Moreno Sierra Jesus, Galante-Romo Isabel, Ortiz-Oshiro Elena, Castillon-Vela Ignacio T, Fernandez-Perez Cristina, Silmi-Moyano Angel
Department of Urology, Hospital Clínico San Carlos, Madrid, Spain.
Urol Int. 2010;85(4):381-5. doi: 10.1159/000319421. Epub 2010 Sep 1.
We report one case of robot-assisted transperitoneal bladder diverticulectomy and perform a systematic review of published experience.

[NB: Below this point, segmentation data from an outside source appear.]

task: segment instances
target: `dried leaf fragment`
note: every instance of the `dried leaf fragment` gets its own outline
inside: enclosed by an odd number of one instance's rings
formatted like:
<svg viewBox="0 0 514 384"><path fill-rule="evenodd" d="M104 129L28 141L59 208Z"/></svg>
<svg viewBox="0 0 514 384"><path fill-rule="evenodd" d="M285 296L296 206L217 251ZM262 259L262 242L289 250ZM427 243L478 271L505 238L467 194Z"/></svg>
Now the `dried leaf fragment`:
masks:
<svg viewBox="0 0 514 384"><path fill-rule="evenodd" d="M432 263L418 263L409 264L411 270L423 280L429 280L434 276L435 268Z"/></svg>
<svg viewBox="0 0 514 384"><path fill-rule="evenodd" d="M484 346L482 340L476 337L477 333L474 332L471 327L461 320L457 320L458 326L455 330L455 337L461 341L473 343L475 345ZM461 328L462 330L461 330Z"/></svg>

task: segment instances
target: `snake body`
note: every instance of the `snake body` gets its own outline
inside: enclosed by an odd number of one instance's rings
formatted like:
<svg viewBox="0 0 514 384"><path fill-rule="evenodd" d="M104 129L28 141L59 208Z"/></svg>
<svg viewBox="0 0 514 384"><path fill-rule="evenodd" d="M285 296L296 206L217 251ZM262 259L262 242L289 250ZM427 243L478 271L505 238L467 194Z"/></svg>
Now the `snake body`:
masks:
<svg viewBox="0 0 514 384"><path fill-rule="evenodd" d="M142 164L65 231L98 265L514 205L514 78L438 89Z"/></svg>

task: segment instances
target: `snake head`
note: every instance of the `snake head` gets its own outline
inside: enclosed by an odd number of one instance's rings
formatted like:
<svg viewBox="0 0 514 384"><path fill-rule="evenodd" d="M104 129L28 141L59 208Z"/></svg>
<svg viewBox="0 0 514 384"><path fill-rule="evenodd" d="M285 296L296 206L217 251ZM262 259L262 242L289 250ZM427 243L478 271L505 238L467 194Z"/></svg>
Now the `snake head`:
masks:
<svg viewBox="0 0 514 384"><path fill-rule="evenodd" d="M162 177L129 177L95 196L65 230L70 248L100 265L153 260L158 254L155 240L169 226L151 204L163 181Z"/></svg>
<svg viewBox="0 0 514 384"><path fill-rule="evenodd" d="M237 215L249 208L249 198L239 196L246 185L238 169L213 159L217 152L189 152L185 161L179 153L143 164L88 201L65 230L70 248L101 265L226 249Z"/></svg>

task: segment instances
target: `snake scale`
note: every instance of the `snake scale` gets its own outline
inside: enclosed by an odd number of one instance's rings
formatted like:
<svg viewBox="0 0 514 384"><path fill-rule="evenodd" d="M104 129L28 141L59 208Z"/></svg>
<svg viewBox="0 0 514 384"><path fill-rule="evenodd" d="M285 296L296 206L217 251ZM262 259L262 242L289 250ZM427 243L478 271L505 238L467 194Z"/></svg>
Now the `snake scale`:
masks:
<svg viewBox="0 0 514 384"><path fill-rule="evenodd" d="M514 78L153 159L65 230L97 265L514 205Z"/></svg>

Our patient was a 64-year-old male with a history of lower urinary tract symptoms secondary to benign prostatic enlargement for 6 years with recurrent urinary tract infection. Ultrasound and voiding cystourethrogram showed a 7-cm diverticulum in the posterior bladder wall. After bibliographic search in PubMed/Medline, 17 articles on laparoscopic diverticulectomy and 8 on robotic diverticulectomy were selected.
Transperitoneal robot-assisted diverticulectomy was performed with the Da Vinci 4-arm system (Intuitive Surgical Inc., Sunnyvale, Calif., USA) without perioperative complications. Operative time was 80 min and blood loss less than 100 ml. Transurethral prostatic resection combined with Greenlight laser vaporization was performed in a second step.
Robot-assisted bladder diverticulectomy is safe, effective, reproducible and minimally invasive. Cost is higher than for laparoscopic surgery and access to this technology is limited.
我们报告一例机器人辅助经腹膀胱憩室切除术,并对已发表的经验进行系统回顾。
我们的患者是一名64岁男性,有因良性前列腺增生继发下尿路症状6年且反复尿路感染的病史。超声和排尿性膀胱尿道造影显示膀胱后壁有一个7厘米的憩室。在PubMed/Medline上进行文献检索后,选择了17篇关于腹腔镜憩室切除术的文章和8篇关于机器人憩室切除术的文章。
使用达芬奇四臂系统(美国加利福尼亚州森尼韦尔市直观外科公司)进行经腹机器人辅助憩室切除术,无围手术期并发症。手术时间为80分钟,失血少于100毫升。第二步进行经尿道前列腺切除术联合绿激光汽化术。
机器人辅助膀胱憩室切除术安全、有效、可重复且微创。成本高于腹腔镜手术,且获得该技术的途径有限。